Per information provided by the attorney, it appears the trust is or can be treated as a grantor trust - therefore, everything should be reported on the taxpayer's Form 1040 instead of Form 1041.
Client does not have any access to the bank accounts nor deposits nor pays any of the expenses. Her son (as trustee) transfers money to her as needed.
2 questions if anyone has any help they can provide regarding the personal residence.
- The house - when sold whenever or transferred to the heirs if/when trust was terminated - would no longer qualify for the exclusion of gain from sale of residence up to 0,000. (there should not be any gain near this amount any way.) The basis would be the lower of cost or fair market value when placed in the trust, correct?
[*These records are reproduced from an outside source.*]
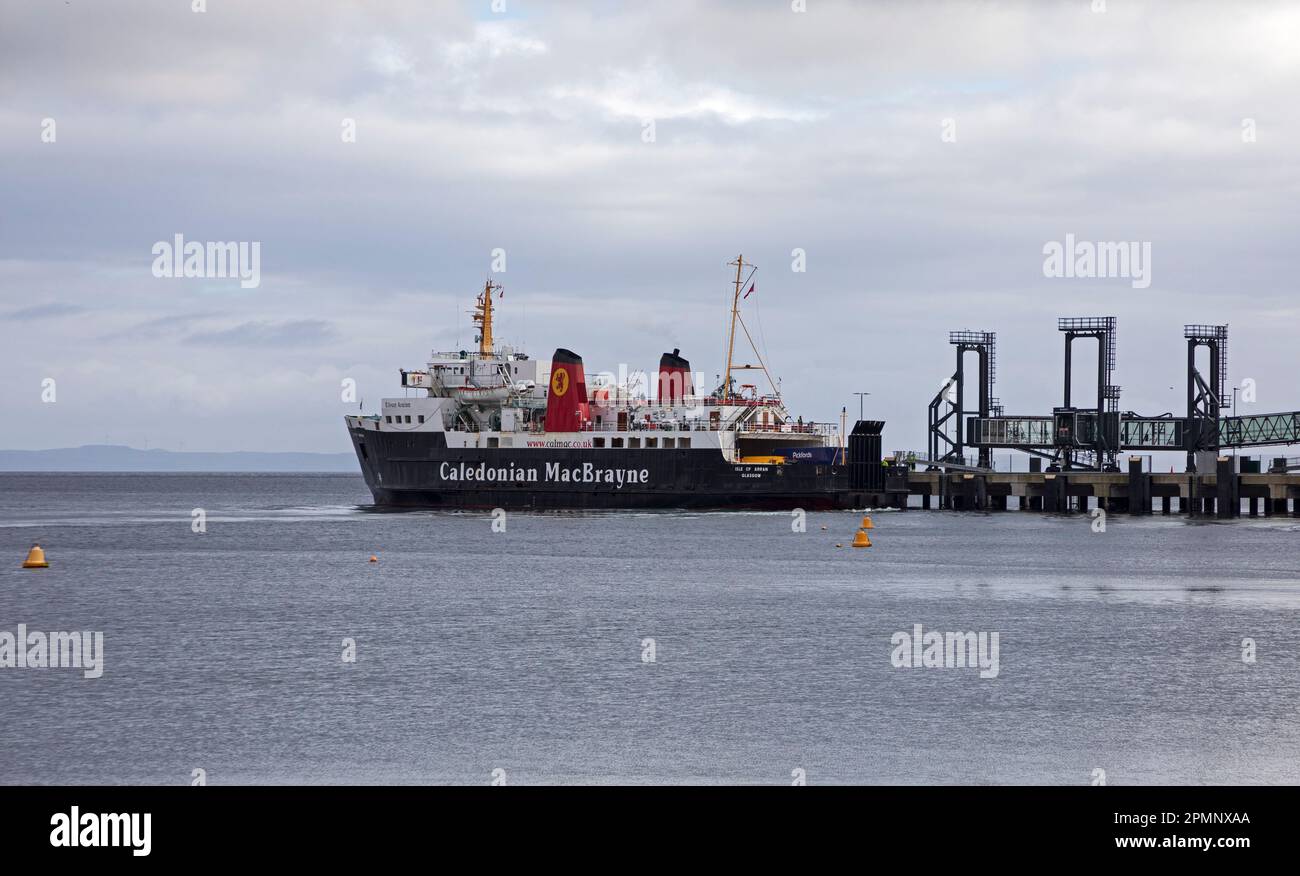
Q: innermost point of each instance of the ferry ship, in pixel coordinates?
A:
(492, 428)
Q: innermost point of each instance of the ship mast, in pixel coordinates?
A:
(482, 319)
(731, 341)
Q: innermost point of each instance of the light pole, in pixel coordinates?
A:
(1234, 416)
(861, 398)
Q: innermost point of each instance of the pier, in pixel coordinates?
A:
(1223, 493)
(1078, 456)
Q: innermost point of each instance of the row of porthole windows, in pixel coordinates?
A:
(633, 443)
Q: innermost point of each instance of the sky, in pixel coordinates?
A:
(921, 156)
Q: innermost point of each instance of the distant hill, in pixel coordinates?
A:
(116, 458)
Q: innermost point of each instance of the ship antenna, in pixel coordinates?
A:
(482, 317)
(736, 317)
(731, 339)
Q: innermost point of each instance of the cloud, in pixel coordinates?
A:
(774, 130)
(267, 334)
(43, 312)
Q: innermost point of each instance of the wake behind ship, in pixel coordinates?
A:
(497, 429)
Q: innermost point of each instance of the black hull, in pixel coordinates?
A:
(419, 471)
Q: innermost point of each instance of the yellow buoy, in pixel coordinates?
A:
(35, 559)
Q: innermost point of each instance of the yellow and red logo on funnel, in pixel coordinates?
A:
(567, 407)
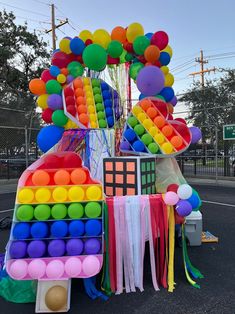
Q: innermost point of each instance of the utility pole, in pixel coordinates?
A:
(54, 26)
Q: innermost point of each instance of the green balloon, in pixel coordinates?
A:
(140, 44)
(93, 209)
(98, 98)
(59, 118)
(132, 121)
(115, 49)
(99, 107)
(153, 148)
(42, 212)
(24, 213)
(59, 211)
(95, 83)
(139, 129)
(134, 69)
(75, 210)
(102, 123)
(53, 87)
(146, 139)
(95, 57)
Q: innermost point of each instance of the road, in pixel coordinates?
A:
(216, 262)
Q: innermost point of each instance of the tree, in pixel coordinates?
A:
(23, 55)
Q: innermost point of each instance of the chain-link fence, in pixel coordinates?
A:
(18, 149)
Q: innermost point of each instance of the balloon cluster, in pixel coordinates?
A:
(184, 197)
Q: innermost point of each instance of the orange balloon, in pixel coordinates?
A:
(78, 176)
(167, 130)
(176, 141)
(159, 121)
(119, 33)
(77, 83)
(64, 71)
(37, 87)
(145, 104)
(82, 109)
(79, 92)
(152, 112)
(40, 177)
(83, 118)
(152, 53)
(62, 177)
(80, 100)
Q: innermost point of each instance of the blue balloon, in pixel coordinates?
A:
(149, 35)
(110, 121)
(167, 93)
(49, 136)
(164, 58)
(21, 231)
(138, 146)
(54, 70)
(39, 230)
(77, 46)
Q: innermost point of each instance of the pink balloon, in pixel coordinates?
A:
(37, 268)
(90, 265)
(18, 269)
(55, 269)
(73, 267)
(171, 198)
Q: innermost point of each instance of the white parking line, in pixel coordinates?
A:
(216, 203)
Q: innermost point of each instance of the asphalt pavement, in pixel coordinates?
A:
(215, 261)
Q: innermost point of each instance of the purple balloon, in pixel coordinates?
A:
(196, 134)
(92, 246)
(18, 249)
(150, 80)
(125, 145)
(56, 248)
(74, 247)
(36, 249)
(54, 102)
(183, 208)
(174, 101)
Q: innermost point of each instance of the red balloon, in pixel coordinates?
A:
(46, 76)
(172, 188)
(70, 101)
(47, 115)
(72, 110)
(60, 59)
(72, 160)
(160, 39)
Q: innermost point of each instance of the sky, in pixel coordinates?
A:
(191, 25)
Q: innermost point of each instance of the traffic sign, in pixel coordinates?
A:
(229, 132)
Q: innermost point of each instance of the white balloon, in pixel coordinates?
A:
(184, 191)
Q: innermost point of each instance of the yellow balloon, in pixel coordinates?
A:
(61, 78)
(102, 38)
(169, 50)
(65, 45)
(169, 79)
(42, 101)
(134, 30)
(94, 193)
(167, 148)
(25, 196)
(59, 194)
(76, 194)
(84, 35)
(165, 69)
(42, 195)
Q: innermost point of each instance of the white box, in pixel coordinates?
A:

- Since this appears it is to be treated as a grantor trust, how does the activity surrounding the personal residence get reported on client's tax return? Income / expenses reported on Schedule E ..... and if there is a loss, would it be allowed? If a loss would not be allowed (if there is one) when filed as grantor trust on client's Form 1040, can a Form 1041 be filed and be allowed to report a potential loss on the personal residence and then passed through to client's 1040 via K-1?
FYI - besides the personal residence, the rest of the trust is farmland.